I took a break from all things Tea Party this last weekend, and hit the highway – this in support of the book thing. You remembered the book and author thingy, that I work on, in between blogging for this and that, managing this and that, editing or reviewing this and that, designing this and that? Anyway, months ago I had been invited to participate in a one-day multi-cultural festival at the Fort Bend Museum in Richmond on Saturday. It used to be more of a strictly Hispanic festival, but the director wanted to incorporate something of the German and Czech element, and I thought it might be fun, and they said I could sell copies of the Trilogy … so there I went. It was the first long road-trip in the GG, the new-to-me Acura Legend that replaced the VEV last month, three hours on IH-10 East, almost-but-not-quite to Houston.
Blondie was supposed to go with me; we were to stay Friday night at the director’s house, do the festival and stay Saturday night, and come back early Sunday morning. I guess we could have gone up early Saturday morning, as the festival didn’t start until noon, and come back that night – but it did seem like an awful lot of driving in one day. But our next-door neighbor’s grandson wasn’t available to look after the animals, and Blondie had a big test on Wednesday – so, there I went, off on my own. Driving back on Saturday night was simply out of the question, after a long afternoon at the festival.
What a joy to drive a car where everything worked, reliably – especially the air conditioning, even if I lost the classical music station a few miles east of the turn-off for Gonzalez. And even more of a joy – getting to Katy and only having run through half a tank of gas.
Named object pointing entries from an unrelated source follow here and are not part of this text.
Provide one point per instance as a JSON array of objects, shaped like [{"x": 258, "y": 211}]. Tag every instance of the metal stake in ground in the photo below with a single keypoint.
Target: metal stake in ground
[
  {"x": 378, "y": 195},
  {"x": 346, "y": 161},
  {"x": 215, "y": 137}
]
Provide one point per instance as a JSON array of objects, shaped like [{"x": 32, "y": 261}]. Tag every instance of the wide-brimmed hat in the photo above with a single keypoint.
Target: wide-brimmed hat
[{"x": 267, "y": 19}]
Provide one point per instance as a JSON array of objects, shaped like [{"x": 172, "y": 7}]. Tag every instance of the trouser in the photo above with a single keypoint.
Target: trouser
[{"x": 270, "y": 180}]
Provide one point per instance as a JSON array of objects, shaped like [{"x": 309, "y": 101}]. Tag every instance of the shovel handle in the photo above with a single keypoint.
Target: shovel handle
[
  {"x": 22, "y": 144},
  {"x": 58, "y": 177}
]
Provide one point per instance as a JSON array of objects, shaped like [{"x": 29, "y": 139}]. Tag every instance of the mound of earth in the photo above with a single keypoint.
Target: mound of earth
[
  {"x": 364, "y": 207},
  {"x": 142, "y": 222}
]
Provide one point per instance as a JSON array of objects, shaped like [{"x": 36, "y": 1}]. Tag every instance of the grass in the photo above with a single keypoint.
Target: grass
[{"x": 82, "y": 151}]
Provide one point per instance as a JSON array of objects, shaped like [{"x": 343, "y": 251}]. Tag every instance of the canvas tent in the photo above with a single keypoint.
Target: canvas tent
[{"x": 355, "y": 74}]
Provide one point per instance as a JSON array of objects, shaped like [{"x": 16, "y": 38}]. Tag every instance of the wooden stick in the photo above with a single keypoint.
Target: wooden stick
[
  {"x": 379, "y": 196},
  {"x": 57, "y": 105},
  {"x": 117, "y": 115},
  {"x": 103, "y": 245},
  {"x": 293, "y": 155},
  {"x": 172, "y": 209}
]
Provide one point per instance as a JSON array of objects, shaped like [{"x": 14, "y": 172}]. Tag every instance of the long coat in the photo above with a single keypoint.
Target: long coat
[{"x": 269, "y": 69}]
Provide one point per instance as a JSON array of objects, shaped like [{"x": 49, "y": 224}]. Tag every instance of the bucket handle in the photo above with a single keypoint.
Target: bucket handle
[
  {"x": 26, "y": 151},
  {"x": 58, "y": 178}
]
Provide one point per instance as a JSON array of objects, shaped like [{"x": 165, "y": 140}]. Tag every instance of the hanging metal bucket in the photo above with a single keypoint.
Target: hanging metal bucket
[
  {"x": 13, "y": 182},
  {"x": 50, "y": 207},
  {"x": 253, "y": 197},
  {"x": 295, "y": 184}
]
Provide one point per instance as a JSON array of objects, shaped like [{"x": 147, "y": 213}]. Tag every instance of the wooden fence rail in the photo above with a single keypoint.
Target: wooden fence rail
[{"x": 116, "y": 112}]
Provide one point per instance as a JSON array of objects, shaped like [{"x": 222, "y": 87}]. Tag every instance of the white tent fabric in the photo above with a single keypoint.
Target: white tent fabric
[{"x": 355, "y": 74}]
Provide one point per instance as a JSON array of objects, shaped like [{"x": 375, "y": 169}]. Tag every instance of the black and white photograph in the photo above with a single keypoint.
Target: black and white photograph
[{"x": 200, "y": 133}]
That part of East Texas is subtly different from the area around San Antonio, and the Hill Country that I know – it’s more heavily wooded, with stands of massive, spreading oak trees interspersed with meadows of tall-grass – and much, much greener, especially after a summer where we haven’t had all that much rain. I zipped over rivers – the Guadalupe, the Colorado, and finally the Brazos – all running deep and placid. Around Richmond, suburban lawns are lush and green – not half-dead and crispy brown as they are around San Antonio. In East Texas, tall oaks loom over the houses, and the smaller trees form tangled thickets, stitched together with wild grapevines. There are creeks with water running in them, lakes and waterways – it reminds me of England, a bit. This was the bit of Texas that was historically more Anglo; there was never much Hispanic presence here. It was the closest to the then-United States in the 19th century, and presumably offered those American settlers in Texas a little more of what they were accustomed to, as far as landscape and plant-life went; a little more Southern rather than Southwest, flatter rather than gently rolling.
Richmond is pretty much now a bedroom suburb of Houston. Enough remains of the town to show what it once was like, when it was a discrete entity to itself , anchored by the railway and a bend of the Brazos, adorned with stately, white-pillared homes, rambling Victorian cottages trimmed with yards of wooden gingerbread trim, and dignified old two-storey commercial blocks on the main street. Here and there, during the last half-century, someone with lots of money and no sense of fitness shoe-horned in a structure of concrete-shoe-box style modern – every example of such being as jarringly out of place as a juicy fart in church. Which is a good thing, I guess, that Richmond was prosperous enough over the years that institutions and businesses could to rebuild – but still, it must make it a challenge to pull off a historical district, when the district is broken up with indigestible chunks of Brutal Concrete Moderne.
Anyway – I had a lovely time, talked to a fair number of people, sold three sets of the Trilogy – including two sets to members of the local German heritage society, both of whom knew very little about the Hill Country settlements and the Adelsverein scheme generally. There were a lot of early Texas connections in Richmond – meaning, from the 1820s and 1830s. Jane Long – the widow of one early pioneer/adventurer lived there for many years, as did Carry Nation, she of the saloon-smashing temperance brigade. So did Mirabeau Lamar, sometime president of the Republic of Texas, who fought with Sam Houston like two tomcats in a sack. Sam Houston’s master of scouts, Erastus “Deaf†Smith is also buried there – ostensibly on the current museum’s grounds, but possibly underneath the nearby street intersection. And Benjamin Franklin Terry, of Terry’s Texas Rangers Civil War fame, came from nearby and recruited locally – his saddle, out of which he was shot in fighting around Woodsonville, Kentucky, is in the museum. And after the end of the Civil War, the Woodpeckers and the Jaybirds – gangs formed by partisans of Reconstruction, and of Southern sympathizers fought at least one pitched battle for control of Fort Bend County.
Some of this – people, places and events will eventually become part of my new trilogy, but you will probably have to wait a couple of years to find out exactly how much.